Destination goal funnels in Google Analytics track how well certain actions on your website contribute to the success of your business. By setting up a goal for each crucial activity you will get more focused reports on how visitors are using your website, and at what stage they are dropping out of the conversion funnel.

The first time I tried to set up a destination goal was daunting, but after some practice, I am now seeing valuable information on how well visitors are interacting with our clients’ websites.

If like Teachable you have different subscription packages, then you might want to track how each subscription is converting.

For this, set up the purchase confirmation page of each subscription plan as a goal, with a funnel to get additional insight into where people drop off.

Step 1: Create a new goal

To set up a destination goal go to Google Analytics Admin settings > View > Goals.

set up goals in google analytics

Click ‘new goal.’

create destination goal in google analytics

Step 2: Fill in destination goal details

Google has some goal templates that provide set-up suggestions. They will only display if you have set your industry category in property settings. Selecting any of the given templates will only populate the name and type of the goal, but not the conversion details, which are more complicated for some.

goal setup templates

This is not very useful for me so I will ignore this: select ‘custom’ and click ‘next.’

Goal name

Give your goal a descriptive name. You will later see it in various reports in Google Analytics so use whatever makes sense for you.

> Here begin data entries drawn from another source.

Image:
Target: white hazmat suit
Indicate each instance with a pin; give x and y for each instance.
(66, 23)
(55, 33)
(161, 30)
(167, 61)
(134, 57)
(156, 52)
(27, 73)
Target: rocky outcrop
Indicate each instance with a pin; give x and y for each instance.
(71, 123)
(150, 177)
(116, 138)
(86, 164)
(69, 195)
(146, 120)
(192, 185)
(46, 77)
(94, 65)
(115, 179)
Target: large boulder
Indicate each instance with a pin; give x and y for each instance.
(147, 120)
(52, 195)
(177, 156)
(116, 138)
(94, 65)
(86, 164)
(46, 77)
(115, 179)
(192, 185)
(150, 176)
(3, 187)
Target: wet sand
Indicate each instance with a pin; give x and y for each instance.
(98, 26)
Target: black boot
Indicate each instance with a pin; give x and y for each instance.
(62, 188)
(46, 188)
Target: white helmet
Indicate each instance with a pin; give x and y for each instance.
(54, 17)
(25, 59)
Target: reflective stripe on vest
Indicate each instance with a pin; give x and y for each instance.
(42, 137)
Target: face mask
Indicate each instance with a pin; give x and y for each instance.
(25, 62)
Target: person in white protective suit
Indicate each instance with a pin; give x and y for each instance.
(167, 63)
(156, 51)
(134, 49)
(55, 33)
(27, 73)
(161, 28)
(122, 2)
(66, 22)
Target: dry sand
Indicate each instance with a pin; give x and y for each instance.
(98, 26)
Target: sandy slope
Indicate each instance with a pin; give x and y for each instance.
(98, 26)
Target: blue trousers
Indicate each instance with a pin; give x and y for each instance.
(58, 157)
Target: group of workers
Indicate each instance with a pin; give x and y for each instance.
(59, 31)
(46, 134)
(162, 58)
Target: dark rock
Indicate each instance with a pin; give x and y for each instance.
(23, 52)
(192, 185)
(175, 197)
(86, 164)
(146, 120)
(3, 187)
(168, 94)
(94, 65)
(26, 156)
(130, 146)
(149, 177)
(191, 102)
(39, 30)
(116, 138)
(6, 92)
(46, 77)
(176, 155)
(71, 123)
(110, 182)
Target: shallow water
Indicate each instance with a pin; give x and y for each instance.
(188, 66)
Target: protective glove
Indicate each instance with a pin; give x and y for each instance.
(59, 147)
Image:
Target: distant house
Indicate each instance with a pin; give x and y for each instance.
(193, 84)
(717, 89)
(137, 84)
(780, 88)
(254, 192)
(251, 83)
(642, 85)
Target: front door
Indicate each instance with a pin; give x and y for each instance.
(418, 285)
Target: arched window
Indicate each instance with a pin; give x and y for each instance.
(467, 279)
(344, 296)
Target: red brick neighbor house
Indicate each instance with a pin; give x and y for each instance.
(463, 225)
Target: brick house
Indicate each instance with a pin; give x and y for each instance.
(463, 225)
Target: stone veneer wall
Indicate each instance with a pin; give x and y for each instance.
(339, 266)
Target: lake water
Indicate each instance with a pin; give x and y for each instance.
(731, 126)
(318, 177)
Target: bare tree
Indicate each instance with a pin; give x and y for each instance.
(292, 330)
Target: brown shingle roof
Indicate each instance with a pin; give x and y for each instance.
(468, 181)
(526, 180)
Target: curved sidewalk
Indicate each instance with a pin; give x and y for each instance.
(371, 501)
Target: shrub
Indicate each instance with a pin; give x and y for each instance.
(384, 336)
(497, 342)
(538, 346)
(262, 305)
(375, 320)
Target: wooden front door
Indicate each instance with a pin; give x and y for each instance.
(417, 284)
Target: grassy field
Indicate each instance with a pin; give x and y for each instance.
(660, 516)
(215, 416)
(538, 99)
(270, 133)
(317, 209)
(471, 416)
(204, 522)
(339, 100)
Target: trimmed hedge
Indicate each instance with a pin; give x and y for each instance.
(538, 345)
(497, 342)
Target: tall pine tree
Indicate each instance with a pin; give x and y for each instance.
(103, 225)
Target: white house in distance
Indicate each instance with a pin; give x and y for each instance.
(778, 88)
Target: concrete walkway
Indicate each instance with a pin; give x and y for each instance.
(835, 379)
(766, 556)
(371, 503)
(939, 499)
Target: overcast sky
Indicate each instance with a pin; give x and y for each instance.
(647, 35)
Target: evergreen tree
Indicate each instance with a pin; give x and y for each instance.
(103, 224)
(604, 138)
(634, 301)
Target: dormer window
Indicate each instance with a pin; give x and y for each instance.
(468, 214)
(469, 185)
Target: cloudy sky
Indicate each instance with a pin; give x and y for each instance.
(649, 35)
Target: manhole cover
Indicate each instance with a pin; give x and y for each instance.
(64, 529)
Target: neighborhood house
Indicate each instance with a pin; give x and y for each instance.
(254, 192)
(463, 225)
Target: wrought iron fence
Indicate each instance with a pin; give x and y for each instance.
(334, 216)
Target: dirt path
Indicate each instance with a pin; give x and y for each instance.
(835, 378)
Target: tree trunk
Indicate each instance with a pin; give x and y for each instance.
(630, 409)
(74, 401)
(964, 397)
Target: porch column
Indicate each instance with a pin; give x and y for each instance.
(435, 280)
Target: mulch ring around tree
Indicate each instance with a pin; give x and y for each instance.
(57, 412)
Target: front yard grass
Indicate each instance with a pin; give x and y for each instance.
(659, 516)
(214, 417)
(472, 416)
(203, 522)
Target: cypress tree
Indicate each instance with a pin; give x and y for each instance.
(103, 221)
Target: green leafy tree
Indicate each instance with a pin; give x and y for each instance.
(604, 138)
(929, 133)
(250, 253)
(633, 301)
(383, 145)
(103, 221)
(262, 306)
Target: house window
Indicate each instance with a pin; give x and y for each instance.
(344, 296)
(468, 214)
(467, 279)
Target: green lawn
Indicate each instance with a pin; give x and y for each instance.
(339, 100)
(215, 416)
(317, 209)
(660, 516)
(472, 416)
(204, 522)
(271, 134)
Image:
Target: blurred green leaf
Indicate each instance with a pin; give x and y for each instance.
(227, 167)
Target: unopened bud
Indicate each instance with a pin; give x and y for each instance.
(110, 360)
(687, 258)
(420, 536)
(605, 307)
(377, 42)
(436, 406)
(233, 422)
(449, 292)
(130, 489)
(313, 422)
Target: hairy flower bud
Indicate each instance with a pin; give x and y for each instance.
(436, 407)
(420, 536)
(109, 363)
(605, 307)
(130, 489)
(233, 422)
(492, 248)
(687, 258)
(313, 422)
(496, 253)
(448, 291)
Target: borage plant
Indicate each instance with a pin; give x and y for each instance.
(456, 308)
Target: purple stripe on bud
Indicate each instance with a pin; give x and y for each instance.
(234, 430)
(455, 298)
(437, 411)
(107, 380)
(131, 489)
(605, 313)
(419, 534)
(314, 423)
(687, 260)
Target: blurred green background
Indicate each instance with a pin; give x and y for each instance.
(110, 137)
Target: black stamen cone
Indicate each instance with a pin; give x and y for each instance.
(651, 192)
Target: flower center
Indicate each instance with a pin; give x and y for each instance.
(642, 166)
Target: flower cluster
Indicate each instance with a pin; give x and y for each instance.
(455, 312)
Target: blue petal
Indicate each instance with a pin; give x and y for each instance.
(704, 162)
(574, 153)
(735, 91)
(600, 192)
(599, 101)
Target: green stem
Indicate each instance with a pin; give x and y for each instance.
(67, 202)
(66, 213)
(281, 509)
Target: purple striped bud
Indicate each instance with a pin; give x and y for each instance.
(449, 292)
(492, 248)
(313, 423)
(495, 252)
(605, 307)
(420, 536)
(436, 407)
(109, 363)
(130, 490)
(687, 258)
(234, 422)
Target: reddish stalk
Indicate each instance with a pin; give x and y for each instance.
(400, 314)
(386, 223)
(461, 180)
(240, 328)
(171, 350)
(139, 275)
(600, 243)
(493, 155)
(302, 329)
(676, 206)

Here I am going to use the name of the subscription plan I am tracking – Basic Subscription.

destination goal descriptive name

Goal slot ID

Goal slot ID is set automatically and you might want to change it if you want to categorise your goals.

Select ‘Destination’ and click ‘next step.’

Step 3: define your destination goal

Destination type

You have a choice between 3 different match types.

destination goal match types

If you have an exact URL that does not change for different customers (without ‘?=XXX’), then use ‘Equals to’ for an exact match.

If the beginning of your converting URL is the same, but there are different numbers or characters at the end of the URL for various customers, then choose ‘Begins with.’

Use ‘Regular expression’ to match a block of text within the URL. For example, if all your subscriber URLs have ‘subscriber_id=XXX’ somewhere then type ‘subscriber_id=’ into the text field.

You can also use ‘regular expression’ if you need to match multiple URLs and know how to use special characters to build regex. One of our favourite tools to test regular expressions is Regex Tester.

The match type you select here will also apply to the URLs in the funnel, if you choose to create one.

Destination page

Destination page is the URL where the conversion occurs.

For Teachable, and most other websites that sell something online, the destination is usually a ‘thank you’ page that is displayed after successful purchase.

You might also have a thank you page for contact forms and newsletter signups, which you would track the same way as a payment thank you page.

Here you insert the request URI, which is the URL part that comes after the domain address. It would look something like this:

  • /invoice/paid
  • /thank you.html
  • /payment/success

destination page URL

Step 4: Should you set a goal value? (optional)

You can set a monetary value to your goal if you want to track how much it contributes. e.g. If the goal is visitors completing a contact form, and you know the average lead generates you £100, then you can put the value at 100.

If you are an ecommerce site and want to track exact purchases, then set up enhanced ecommerce tracking instead.

Step 5: Should you set up a funnel? (optional)

If you have several steps leading up to the conversion, you should set up a funnel to see how many people move through each defined step and where they fall out.

If you do not set the first step as ‘required’, Google Analytics will also track people coming into funnel halfway through. i.e. If the first stage of your funnel is the homepage, then it will still include visitors who land straight on your contact page.

destination goal funnel in google analytics

Verify

Now that you have set up your destination goal, click ‘verify the goal’ to check it works.

verify your google analytics goal

If all is set up correctly, you should see an estimation of the conversion rate your goal would get.

verified destination goal

If you do not get anything, then check each step carefully.

Once all is well, click ‘create goal’ and check it is working after a few days or a week, depending on how much traffic you get.

If you set up a funnel, you will see it in Conversions > Goals > Funnel Visualisation.

This is what a typical funnel would look like. Because I did not set the first step as ‘required’ you can see people entering the funnel at various steps.